Nominated for Best Actress, Best Supporting Actress, and Best Makeup and Hair The year is 2016 and longtime anchor Gretchen Carlson (Nicole Kidman) of Fox is fed up with the constant low-grade dismissiveness and outright sexual harassment from her co-workers that goes unchecked. She meets with lawyers to begin bringing a case of sexual harassment against Roger Ailes (John Lithgow), the network head, for the culture of misogyny he allowed to spread unchecked. Anchor Megyn Kelly (Charlize Theron) is also feeling the sting of being
left out to dry by her network after her spirited attack on presidential
candidate Donald Trump over his many, many derogatory statements about
women goes viral. Meanwhile, Kayla (Margot Robbie), a former intern of Carlson's, sees her
future in the network glowing bright until she is invited into Ailes'
office.
My mom asked me if this movie made Megyn Kelly seem sympathetic.

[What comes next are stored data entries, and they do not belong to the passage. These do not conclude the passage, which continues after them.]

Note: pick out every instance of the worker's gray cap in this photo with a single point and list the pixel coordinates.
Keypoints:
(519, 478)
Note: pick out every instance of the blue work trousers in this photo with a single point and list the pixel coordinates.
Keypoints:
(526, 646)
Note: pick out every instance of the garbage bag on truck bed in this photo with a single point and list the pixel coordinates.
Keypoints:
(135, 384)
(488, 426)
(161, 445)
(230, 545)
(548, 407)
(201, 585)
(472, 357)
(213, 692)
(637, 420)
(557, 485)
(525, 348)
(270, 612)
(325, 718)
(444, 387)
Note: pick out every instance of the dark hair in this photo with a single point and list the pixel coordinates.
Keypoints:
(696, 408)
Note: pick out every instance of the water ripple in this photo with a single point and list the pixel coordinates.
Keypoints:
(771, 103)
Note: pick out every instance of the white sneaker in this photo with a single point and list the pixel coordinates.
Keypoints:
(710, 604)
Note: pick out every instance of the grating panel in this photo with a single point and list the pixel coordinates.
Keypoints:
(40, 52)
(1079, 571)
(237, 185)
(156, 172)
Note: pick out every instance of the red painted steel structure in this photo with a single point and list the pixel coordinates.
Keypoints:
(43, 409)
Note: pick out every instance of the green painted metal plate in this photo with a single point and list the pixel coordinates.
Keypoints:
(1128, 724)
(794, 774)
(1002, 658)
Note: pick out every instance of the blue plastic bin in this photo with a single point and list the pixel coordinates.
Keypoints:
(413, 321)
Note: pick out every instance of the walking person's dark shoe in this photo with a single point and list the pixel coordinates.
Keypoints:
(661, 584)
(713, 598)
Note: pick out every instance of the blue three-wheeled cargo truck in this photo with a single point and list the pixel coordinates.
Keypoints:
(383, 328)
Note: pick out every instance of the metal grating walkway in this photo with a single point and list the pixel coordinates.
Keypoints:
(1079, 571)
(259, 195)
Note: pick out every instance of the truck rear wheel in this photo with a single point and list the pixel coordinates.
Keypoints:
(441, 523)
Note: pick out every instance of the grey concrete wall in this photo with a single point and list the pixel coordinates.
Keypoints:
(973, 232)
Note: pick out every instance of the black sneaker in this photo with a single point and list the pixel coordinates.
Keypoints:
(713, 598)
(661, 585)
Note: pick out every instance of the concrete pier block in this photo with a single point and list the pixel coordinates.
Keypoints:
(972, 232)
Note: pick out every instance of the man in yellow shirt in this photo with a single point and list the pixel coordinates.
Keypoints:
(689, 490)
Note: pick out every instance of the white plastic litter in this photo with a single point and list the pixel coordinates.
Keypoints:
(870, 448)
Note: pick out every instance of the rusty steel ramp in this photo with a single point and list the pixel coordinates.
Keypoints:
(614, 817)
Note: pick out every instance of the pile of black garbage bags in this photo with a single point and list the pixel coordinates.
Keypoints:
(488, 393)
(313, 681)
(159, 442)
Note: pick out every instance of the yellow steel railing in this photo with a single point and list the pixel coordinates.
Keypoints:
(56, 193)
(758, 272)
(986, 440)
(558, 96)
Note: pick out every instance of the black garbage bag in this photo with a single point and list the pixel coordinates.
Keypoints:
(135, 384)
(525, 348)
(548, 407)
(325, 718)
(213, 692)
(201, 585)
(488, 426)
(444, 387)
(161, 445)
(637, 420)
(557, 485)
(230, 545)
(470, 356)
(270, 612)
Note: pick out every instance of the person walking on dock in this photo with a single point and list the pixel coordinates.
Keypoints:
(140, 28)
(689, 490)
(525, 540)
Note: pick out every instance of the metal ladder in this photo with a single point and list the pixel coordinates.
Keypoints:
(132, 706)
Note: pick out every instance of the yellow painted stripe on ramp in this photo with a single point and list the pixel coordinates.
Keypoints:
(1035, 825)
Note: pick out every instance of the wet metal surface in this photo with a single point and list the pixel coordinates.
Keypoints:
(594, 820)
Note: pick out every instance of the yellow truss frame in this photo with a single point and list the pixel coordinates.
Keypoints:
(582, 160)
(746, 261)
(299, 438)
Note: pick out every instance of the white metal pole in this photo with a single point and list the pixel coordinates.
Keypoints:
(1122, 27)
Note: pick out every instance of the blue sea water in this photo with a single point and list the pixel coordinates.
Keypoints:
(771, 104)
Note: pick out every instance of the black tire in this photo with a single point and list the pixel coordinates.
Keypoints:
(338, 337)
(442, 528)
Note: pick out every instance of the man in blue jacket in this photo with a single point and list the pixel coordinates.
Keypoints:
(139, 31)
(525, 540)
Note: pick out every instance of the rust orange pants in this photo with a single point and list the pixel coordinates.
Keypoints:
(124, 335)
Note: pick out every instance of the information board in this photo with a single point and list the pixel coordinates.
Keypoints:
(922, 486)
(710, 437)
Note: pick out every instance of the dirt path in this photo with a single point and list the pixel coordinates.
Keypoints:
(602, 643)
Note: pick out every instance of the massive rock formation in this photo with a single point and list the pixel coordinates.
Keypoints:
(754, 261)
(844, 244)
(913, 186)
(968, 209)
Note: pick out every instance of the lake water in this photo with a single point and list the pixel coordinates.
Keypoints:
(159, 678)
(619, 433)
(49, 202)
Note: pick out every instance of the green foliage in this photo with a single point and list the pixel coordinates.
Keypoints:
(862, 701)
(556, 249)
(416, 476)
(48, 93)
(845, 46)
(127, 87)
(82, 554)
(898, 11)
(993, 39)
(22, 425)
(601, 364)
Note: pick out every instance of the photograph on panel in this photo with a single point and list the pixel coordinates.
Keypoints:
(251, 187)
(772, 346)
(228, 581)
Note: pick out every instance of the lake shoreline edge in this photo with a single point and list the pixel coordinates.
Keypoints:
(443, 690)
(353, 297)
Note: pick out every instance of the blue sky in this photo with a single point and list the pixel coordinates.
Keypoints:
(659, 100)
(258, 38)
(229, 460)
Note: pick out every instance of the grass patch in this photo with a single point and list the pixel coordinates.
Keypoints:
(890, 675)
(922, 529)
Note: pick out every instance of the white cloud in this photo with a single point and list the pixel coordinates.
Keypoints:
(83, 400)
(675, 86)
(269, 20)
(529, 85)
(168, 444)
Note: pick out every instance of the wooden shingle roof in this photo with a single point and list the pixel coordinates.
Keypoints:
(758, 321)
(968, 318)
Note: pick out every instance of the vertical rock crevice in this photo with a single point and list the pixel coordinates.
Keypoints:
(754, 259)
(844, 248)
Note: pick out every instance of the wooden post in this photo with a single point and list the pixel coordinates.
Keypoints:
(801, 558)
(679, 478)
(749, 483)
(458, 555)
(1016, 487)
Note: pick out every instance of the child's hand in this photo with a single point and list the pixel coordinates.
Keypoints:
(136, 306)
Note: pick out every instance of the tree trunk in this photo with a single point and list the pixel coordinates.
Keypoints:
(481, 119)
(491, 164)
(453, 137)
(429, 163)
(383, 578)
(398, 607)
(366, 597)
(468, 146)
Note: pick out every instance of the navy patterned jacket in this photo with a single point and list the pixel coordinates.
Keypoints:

I have to say no. I don't think there's anything that would make me like Megyn Kelly as a person, but no matter what someone's politics are, nobody deserves to be sexually harassed at work. If anyone comes out of this thing smelling of roses, it's Gretchen Carlson who seems like a powderpuff right up until she goes for the jugular. I've never watched her show and everything that Fox has touched is tainted by association, but she's the only one I thought was worth celebrating. And of course it's the one performance not nominated for an Oscar.
Theron does an incredible job as Kelly. The makeup and hair help, but even her voice patterns and expressions are dead on. Robbie is a great actress but she's not given a whole lot to do here and her character was a little too one-dimensional for me. It would be interesting to contrast this against The Loudest Voice, a miniseries also on the same topic.